Lori Berenson, shown in a car after leaving prison in May, turned herself in to authorities Wednesday afternoon.
STORY HIGHLIGHTS
  • Peruvian tribunal temporarily revokes parole for American Lori Berenson
  • Berenson was convicted of aiding terrorists in Peru in 1990s
  • Court said a requirement for parole was not met
  • Once problem is fixed, judge will decide whether to release her
RELATED TOPICS
  • Lori Berenson
  • Peru
  • Insurgencies

(CNN) -- A Peruvian court Wednesday temporarily revoked the parole of American Lori Berenson, who was convicted of aiding terrorists in that country, a spokesman for Peru's Supreme Court told CNN.

The tribunal found that the judge who granted Berenson conditional release did not properly verify one of two home addresses that Berenson gave the court. Until that second address is inspected by authorities, Berenson will have to return to prison, spokesman Guillermo Gonzales said.

Once the inspection is completed, the same judge who granted Berenson parole can rule to release her again.

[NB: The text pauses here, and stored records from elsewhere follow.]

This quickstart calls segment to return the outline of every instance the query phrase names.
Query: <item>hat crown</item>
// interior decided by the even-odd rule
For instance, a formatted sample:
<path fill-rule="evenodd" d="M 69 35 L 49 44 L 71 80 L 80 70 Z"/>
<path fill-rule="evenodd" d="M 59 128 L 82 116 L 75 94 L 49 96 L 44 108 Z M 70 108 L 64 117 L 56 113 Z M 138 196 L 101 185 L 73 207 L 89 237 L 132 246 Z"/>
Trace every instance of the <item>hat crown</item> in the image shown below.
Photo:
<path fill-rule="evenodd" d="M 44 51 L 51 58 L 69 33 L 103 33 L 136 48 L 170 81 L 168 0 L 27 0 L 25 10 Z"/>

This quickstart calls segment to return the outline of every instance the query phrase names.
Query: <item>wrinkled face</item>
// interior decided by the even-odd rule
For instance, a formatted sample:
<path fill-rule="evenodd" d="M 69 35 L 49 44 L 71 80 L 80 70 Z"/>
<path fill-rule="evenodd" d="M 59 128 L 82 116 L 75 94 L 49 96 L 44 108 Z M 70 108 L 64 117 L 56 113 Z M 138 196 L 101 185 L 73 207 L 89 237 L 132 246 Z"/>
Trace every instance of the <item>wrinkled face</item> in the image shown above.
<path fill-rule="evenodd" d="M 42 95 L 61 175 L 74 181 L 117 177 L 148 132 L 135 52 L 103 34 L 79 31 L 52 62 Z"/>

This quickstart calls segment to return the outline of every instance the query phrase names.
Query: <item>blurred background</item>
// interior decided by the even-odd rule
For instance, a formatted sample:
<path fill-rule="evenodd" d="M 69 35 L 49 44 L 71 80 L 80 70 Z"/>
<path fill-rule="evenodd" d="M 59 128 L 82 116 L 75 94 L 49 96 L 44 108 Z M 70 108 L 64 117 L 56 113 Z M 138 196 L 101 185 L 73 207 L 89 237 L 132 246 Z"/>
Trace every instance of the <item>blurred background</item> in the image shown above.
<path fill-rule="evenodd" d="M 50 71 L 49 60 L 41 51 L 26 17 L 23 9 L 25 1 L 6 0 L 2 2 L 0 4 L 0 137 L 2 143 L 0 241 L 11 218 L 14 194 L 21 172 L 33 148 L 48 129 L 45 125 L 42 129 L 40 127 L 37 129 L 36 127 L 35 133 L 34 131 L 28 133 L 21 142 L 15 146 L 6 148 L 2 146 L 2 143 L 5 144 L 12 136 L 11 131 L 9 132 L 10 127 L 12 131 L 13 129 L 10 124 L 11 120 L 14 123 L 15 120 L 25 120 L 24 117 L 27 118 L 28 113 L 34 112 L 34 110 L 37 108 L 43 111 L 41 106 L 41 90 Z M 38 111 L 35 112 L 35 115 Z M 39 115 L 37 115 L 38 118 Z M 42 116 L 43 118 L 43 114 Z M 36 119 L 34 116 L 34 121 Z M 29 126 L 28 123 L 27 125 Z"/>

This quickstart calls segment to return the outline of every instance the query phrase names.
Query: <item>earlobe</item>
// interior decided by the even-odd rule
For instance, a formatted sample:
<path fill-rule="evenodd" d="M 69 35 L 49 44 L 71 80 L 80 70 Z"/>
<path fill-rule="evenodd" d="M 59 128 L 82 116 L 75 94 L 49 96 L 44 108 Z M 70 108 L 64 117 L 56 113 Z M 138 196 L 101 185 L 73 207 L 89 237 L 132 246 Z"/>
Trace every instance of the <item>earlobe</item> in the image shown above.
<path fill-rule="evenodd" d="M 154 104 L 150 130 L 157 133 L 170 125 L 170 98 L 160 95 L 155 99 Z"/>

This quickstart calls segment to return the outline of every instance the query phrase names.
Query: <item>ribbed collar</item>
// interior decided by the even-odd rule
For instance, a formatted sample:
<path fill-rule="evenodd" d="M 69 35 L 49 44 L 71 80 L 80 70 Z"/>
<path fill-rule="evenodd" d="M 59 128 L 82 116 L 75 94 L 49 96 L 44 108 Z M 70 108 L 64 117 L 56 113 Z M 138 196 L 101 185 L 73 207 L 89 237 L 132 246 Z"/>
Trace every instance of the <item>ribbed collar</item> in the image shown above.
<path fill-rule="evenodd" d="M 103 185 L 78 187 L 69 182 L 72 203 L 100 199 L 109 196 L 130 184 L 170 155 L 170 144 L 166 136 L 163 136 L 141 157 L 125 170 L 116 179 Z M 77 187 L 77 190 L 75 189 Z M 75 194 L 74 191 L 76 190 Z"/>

Berenson, 40, served nearly 15 years of a 20-year sentence for aiding Peruvian rebels in a 1995 plot to attack the nation's congress and overthrow the government.

In May, Judge Jessica Leon Yarango granted her conditional release. However, Peruvian National Police failed to inspect a second home that Berenson listed as a residence, Gonzales said.

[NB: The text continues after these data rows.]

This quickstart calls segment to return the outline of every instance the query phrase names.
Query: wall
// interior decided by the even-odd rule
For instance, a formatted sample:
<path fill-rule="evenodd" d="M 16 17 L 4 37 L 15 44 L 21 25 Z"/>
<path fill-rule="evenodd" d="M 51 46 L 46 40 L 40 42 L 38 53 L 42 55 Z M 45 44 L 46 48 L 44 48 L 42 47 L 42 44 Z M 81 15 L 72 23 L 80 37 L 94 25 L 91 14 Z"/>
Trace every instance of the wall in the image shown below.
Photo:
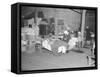
<path fill-rule="evenodd" d="M 23 9 L 24 10 L 24 9 Z M 25 11 L 26 10 L 26 11 Z M 26 7 L 23 11 L 23 15 L 27 15 L 35 10 L 43 11 L 46 18 L 55 18 L 55 34 L 62 32 L 63 29 L 66 30 L 68 27 L 71 30 L 78 30 L 80 26 L 80 18 L 81 15 L 77 12 L 74 12 L 70 9 L 58 9 L 58 8 L 34 8 L 34 7 Z M 25 14 L 26 13 L 26 14 Z M 64 25 L 58 25 L 58 20 L 63 20 Z M 62 26 L 64 27 L 62 29 Z"/>

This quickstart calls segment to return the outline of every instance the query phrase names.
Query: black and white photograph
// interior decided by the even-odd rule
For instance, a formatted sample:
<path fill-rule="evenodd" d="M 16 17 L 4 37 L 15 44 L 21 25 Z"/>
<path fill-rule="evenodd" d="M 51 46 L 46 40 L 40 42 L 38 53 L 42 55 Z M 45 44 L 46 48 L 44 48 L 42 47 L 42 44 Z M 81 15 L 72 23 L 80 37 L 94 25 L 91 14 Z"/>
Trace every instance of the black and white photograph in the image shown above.
<path fill-rule="evenodd" d="M 21 7 L 21 70 L 96 66 L 96 10 Z"/>

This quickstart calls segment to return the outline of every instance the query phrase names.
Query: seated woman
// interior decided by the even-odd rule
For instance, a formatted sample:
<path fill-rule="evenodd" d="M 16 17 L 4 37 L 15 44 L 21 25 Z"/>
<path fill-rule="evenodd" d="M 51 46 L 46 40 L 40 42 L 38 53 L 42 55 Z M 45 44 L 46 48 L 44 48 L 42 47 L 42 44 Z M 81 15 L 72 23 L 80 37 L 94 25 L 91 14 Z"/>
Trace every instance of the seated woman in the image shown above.
<path fill-rule="evenodd" d="M 71 39 L 68 42 L 68 50 L 73 49 L 76 46 L 76 43 L 78 42 L 78 38 L 75 37 L 74 34 L 71 34 Z"/>

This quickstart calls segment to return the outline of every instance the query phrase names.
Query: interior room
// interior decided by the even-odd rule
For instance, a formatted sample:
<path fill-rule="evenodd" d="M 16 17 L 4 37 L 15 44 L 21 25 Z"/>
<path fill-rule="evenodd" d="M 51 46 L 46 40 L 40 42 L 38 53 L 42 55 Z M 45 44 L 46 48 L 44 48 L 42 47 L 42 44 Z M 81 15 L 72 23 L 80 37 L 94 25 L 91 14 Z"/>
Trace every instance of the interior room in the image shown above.
<path fill-rule="evenodd" d="M 95 11 L 22 7 L 22 70 L 95 66 Z"/>

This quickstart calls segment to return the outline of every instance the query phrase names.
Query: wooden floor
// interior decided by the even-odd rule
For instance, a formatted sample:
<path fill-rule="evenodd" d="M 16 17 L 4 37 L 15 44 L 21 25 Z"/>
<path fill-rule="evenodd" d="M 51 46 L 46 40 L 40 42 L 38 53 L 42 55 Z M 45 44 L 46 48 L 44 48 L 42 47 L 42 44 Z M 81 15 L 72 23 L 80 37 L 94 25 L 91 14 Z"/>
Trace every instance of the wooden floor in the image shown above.
<path fill-rule="evenodd" d="M 81 49 L 85 53 L 90 51 Z M 42 49 L 33 53 L 22 53 L 22 70 L 41 70 L 55 68 L 88 67 L 85 53 L 69 51 L 62 55 L 53 55 L 50 51 Z"/>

Leon will have to rule whether to grant parole once again after the missed step is remedied or make her complete her sentence.

The tribunal had taken up the Berenson parole case at the behest of federal prosecutors, who say that Berenson had not served enough time to justify the benefit of conditional release, Vice Minister of Justice Luis Marill del Aguila said, according to the state-run Andina news agency.

Berenson turned herself in to authorities Wednesday afternoon, her attorney and ex-husband Anibal Apari told reporters outside of the U.S. Embassy in Lima.

Earlier in the day, there were rumors she had fled when police didn't find her at her home.

Berenson was at the U.S. Embassy at a previously arranged meeting regarding consular issues when she learned of Wednesday's ruling, U.S. press attache James Fennell said.

"It was Lori Berenson's decision to immediately comply with the judicial order and turn herself in voluntarily," he said.